Echó un vistazo a uno de los abismos que flanqueaban el camino. Aunque ya era de noche, un tenue resquicio de luz le permitía distinguir las siluetas de los árboles, las curvas de las rocas y el vuelo fugaz de los murciélagos. Una extraña sensación de seguridad lo envolvió; aquí se sentía en su elemento.

“Nada puede detenerme ahora,” pensó, aferrado al volante con determinación feroz. “Nada, ni un alma, ni siquiera la muerte. En dos semanas, con el nacimiento de mis hijos, ascenderé a la categoría divina que dará a luz a un nuevo orden natural, un nuevo orden mundial. Los lideraré; las masas me adorarán. Seré justo, sin colocar a nadie por encima de otro, solo por debajo de mí, pues encarnaré a su ansiado Mesías. ‘Nuevos cielos y una nueva Tierra, y el Rey de Reyes reinará por siempre.’ Tengo veinte años para cumplir este destino, para desatar ese Apocalipsis y para vencer toda oposición. Mis hijos y yo triunfaremos, forjando una sola nación donde fluyan leche y miel en abundancia.”
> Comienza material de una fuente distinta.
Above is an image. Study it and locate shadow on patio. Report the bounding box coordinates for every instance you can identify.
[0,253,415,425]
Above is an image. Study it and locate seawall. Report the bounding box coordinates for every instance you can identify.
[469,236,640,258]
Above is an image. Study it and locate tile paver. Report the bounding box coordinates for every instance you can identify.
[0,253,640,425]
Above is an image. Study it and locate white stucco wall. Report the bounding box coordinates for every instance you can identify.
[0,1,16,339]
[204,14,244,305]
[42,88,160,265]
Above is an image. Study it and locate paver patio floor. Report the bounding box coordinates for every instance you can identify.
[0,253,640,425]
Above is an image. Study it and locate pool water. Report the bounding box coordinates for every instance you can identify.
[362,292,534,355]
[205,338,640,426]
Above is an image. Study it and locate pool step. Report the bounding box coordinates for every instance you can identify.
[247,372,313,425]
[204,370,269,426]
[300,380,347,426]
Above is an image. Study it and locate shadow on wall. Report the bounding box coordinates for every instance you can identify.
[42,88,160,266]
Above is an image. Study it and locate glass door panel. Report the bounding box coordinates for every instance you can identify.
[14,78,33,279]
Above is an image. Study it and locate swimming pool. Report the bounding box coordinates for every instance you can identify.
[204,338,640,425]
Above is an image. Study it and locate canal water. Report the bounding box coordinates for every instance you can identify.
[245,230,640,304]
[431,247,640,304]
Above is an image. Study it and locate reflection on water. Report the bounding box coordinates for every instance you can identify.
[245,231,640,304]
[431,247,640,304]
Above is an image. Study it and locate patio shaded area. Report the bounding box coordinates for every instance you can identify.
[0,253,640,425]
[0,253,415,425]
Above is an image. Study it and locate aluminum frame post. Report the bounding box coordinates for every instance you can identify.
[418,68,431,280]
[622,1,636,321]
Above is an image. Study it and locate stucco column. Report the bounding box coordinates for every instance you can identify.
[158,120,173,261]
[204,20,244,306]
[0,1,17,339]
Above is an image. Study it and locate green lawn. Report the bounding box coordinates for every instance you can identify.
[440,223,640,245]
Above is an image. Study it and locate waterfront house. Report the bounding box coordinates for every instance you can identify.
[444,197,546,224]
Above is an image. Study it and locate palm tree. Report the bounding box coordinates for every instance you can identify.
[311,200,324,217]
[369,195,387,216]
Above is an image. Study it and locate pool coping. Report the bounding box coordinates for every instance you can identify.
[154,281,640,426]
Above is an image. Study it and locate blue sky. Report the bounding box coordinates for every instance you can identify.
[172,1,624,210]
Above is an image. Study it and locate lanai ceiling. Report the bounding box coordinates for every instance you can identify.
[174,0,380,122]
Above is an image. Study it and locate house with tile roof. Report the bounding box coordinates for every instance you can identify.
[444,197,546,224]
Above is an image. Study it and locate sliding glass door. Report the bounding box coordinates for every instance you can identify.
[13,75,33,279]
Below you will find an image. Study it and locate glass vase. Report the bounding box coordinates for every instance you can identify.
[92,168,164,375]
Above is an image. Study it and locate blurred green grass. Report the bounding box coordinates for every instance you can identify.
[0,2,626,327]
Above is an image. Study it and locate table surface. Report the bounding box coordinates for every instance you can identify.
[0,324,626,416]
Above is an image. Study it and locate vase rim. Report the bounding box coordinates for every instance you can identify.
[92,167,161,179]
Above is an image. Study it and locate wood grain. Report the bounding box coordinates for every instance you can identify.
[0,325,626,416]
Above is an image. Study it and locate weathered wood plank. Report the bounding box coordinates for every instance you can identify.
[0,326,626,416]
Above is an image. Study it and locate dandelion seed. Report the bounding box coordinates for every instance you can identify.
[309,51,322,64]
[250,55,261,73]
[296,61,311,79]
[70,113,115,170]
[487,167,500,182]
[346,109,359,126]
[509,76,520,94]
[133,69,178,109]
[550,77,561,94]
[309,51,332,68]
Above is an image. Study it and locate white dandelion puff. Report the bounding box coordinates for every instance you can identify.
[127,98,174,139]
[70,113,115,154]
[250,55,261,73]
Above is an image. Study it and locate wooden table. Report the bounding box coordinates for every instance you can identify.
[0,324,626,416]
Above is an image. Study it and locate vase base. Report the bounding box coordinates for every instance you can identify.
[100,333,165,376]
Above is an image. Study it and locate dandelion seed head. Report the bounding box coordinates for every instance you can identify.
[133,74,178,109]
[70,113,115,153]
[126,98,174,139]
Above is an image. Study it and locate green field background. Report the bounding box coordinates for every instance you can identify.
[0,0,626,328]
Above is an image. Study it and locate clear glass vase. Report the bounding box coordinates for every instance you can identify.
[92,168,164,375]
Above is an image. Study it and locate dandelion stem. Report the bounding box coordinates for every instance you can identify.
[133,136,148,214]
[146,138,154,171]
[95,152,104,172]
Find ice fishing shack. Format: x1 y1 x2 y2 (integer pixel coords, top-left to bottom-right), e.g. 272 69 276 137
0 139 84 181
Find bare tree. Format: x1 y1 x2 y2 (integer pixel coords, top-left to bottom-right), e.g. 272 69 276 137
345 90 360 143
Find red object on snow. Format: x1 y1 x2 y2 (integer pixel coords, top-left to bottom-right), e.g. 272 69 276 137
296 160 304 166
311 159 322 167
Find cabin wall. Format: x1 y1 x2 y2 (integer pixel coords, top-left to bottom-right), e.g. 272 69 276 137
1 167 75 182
Stefan acariciaba este sueño, fantástico para cualquier otro pero vívido y embriagador para sus sentidos. Para justificar su camino, empleaba cualquier razonamiento, incluso los absurdos que el mundo ridiculizaría; sin embargo, para él eran sagrados, respaldados por sus triunfos científicos y su propia existencia como prueba viviente. Cada mirada al espejo reforzaba su convicción.

De pronto, con un gesto arrogante, sacó la mano por la ventanilla. Entonces, bajo las faldas de una colina, algo lo arrancó de sus abstracciones. Entornó los ojos. ¿Qué es eso? Le pareció ver una gigantesca roca trepando los barrancos a saltos.


“No es posible,” se dijo. “Las rocas no suben, caen.”


Aceleró a fondo; con amargura vio cómo aquella figura se perdía tras el recodo de la colina, a la que llegó en minutos. Bajó del auto para investigar. Caminó despacio, con cautela, conteniendo el aliento.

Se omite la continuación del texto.